Cherry Valley, Calif.--March 15--While residents of Beaumont and Cherry Valley are rallying in an attempt to prevent a large warehouse project from coming to their neighborhood, the developer said the venture is not what opponents are making it out to be.
The 2.6-million-square-foot Gateway Center Project is proposed for the north side of Cherry Valley Boulevard, east of Interstate 10, mostly in the unincorporated community of Cherry Valley.
The land, between Beaumont and Calimesa, is zoned for housing, but the builder is trying to change that to industrial.
If approved, the Gateway project would include two buildings on three parcels with 428 loading docks. The project area is 247 acres, of which 171 would be utilized. It would be roughly the size of 43 football fields. The remaining acres would remain as open space.
While no tenants have signed on yet, Bill Shopoff, president and CEO of Shopoff Group, an Irvine-based real estate investor developing the project, said the buildings are planned to be logistics centers for the distributions of goods.
The project, which is in the draft environmental impact report phase, is at least a year away, Shopoff said.
Leading the fight against the project are residents of Solera at Oak Valley Greens, a senior community that is about one mile from the proposed warehouse. Among their concerns are truck traffic, noise and pollution.
Shopoff said he doesn't want to get into a war of words with opponents, but said many of their concerns will be answered in the environmental impact report.
"We're early in the process; we'll try to address their concerns," Shopoff said. "I think the EIR will dispel for a lot of people a lot of misinformation. There's a lot of stuff being said that is simply not accurate."
Calling themselves "No Way Gateway," the opponents have been attending City Council, school board and other community meetings in the San Gorgonio Pass, asking boards to come out against the project.
Although they have no official say in the matter, members of the neighboring Beaumont City Council last week directed administrators to draft a resolution to the county in opposition of rezoning the property.
County Supervisor Marion Ashley, who represents the area, said Tuesday, March 11, that he will ask the Board of Supervisors to form a review committee to study the environmental impacts of the Gateway project, such as water, traffic, infrastructure, air quality and community compatibility.
David Castaldo, a Beaumont city councilman, spoke out against the project at the Cherry Valley Acres and Neighbors meeting Feb. 27. No one moved to the area with the expectation that warehouses would surround their homes, he said.
"We don't need big, ugly boxes at the gateways to our communities," he said. "We do need jobs, but not at the expense of our communities."
Patsy Reeley, president of the Cherry Valley group, said residents of all Pass communities have to put differences aside to work together to stop the Gateway project.
"Cherry Valley has been well known to fight with Beaumont over boundaries," she said. "This is not one of those fights."
No Way Gateway vice chairman Steve Mehlman said he is not against development and that he has no problems with houses and businesses that could come to the area.

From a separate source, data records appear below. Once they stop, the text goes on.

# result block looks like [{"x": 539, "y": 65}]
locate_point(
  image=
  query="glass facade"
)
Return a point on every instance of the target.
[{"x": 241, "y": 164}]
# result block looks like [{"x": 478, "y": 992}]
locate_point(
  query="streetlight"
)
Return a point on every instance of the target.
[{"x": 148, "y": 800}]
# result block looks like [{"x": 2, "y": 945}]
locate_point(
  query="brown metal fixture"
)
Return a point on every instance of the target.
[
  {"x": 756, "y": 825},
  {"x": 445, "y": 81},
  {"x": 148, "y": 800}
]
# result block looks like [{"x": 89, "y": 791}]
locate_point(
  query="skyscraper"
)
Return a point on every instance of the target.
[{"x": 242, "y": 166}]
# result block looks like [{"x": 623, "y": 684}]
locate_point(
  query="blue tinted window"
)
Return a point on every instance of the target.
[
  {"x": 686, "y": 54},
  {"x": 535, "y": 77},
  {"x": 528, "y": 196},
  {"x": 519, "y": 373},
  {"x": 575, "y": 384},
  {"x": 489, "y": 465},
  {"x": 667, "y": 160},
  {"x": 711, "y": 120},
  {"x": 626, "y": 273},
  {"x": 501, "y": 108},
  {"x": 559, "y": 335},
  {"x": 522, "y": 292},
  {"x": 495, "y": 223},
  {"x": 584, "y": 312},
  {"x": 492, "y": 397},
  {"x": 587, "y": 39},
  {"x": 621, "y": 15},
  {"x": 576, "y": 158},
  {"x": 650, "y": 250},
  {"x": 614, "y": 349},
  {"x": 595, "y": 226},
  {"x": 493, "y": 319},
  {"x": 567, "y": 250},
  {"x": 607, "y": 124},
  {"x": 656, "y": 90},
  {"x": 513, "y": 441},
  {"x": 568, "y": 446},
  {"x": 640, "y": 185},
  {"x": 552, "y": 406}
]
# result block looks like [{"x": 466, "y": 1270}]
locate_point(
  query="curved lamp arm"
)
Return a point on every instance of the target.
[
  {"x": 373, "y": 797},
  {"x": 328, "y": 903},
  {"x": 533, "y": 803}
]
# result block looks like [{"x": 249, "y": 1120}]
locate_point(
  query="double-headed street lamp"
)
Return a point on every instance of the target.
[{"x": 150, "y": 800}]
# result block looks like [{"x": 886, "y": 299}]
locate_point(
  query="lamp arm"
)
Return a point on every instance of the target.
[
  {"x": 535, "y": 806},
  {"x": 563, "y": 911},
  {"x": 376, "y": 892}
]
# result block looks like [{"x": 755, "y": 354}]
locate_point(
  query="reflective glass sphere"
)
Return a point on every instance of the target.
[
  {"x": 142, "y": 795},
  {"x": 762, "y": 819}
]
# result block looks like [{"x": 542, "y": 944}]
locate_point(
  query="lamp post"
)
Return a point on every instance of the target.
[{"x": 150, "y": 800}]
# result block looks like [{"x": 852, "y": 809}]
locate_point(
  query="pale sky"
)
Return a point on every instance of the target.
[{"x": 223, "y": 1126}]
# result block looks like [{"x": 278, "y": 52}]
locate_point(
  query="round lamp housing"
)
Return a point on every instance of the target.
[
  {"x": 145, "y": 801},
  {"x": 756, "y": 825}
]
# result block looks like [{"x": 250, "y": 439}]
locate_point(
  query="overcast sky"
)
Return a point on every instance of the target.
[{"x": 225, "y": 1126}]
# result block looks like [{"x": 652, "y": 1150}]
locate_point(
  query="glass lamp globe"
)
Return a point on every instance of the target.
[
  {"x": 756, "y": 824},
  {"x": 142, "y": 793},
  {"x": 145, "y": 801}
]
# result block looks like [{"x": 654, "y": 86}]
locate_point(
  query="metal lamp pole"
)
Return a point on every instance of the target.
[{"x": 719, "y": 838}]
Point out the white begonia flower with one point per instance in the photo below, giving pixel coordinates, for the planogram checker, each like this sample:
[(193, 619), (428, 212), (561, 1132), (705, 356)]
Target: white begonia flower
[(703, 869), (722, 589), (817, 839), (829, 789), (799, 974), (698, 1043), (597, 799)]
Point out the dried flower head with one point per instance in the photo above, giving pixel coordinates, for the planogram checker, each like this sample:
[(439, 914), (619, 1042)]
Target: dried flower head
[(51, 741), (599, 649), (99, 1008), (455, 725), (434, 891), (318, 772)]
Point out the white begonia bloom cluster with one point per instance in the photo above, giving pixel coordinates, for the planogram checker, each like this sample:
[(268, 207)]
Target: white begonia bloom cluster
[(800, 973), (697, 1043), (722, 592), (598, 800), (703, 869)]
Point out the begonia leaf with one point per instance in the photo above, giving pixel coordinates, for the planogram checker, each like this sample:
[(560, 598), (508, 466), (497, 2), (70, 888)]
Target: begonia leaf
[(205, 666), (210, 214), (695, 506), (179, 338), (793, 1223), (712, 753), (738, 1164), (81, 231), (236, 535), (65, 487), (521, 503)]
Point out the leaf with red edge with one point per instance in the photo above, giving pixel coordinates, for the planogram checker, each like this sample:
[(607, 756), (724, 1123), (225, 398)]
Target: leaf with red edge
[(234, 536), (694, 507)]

Shopoff said when his company purchased the property in 2004, the plan was to build homes, but that received opposition, too. He said residents then wanted buildings that would bring jobs; something he said would come with warehouses.
Shopoff said he knows there's no way to convince everyone to agree with the project, but he hopes enough people see the benefits.
"This project isn't meant to run anybody over," he said. "We do our best to be good neighbors."
Shopoff acknowledged that every warehouse project in the region will be compared to the 1.8-million-square-foot Skechers warehouse in Moreno Valley. Foes of that project say it didn't create the numbers and types of jobs that were promised.
"We're not the developer of the Sketchers building. We didn't make any promises," Shopoff said. "There are a lot of reasons our building isn't Skechers."
Shopoff said there is a lot of demand for warehouse space, especially along the Interstate 10 corridor.
Castaldo told opponents that they should speak up against the project.
"Your best argument is that you don't want it here," Castaldo said. "You want homes there. That's what you were told."
The fight isn't unprecedented in the region. In July, a warehouse project planned for western Beaumont was killed by the City Council after dozens of residents rallied against the proposal.
Contact Craig Shultz at 951-368-9086 or firstname.lastname@example.org
PROPOSED WAREHOUSE PROJECT
What: Gateway Center Project
Where: North side of Cherry Valley Boulevard, east of Interstate 215, mostly in the unincorporated community of Cherry Valley.
How big: 2.6-million-square-feet. Facility would include two buildings on three parcels with 428 bay doors. The project area is 247 acres, of which 171 would be utilized. It would be roughly the size of 43 football fields.
What's next: The draft environmental impact report is being prepared. The Riverside County Planning Commission also is being asked to change the zoning for the property from residential to industrial
Review committee: County Supervisor Marion Ashley wants to form a committee to look at the potential impacts the project will have on the community. To apply, contact Steven A. Hernandez at (951) 955-1050 or email@example.com.
Timeframe: One to two years, according to the developer.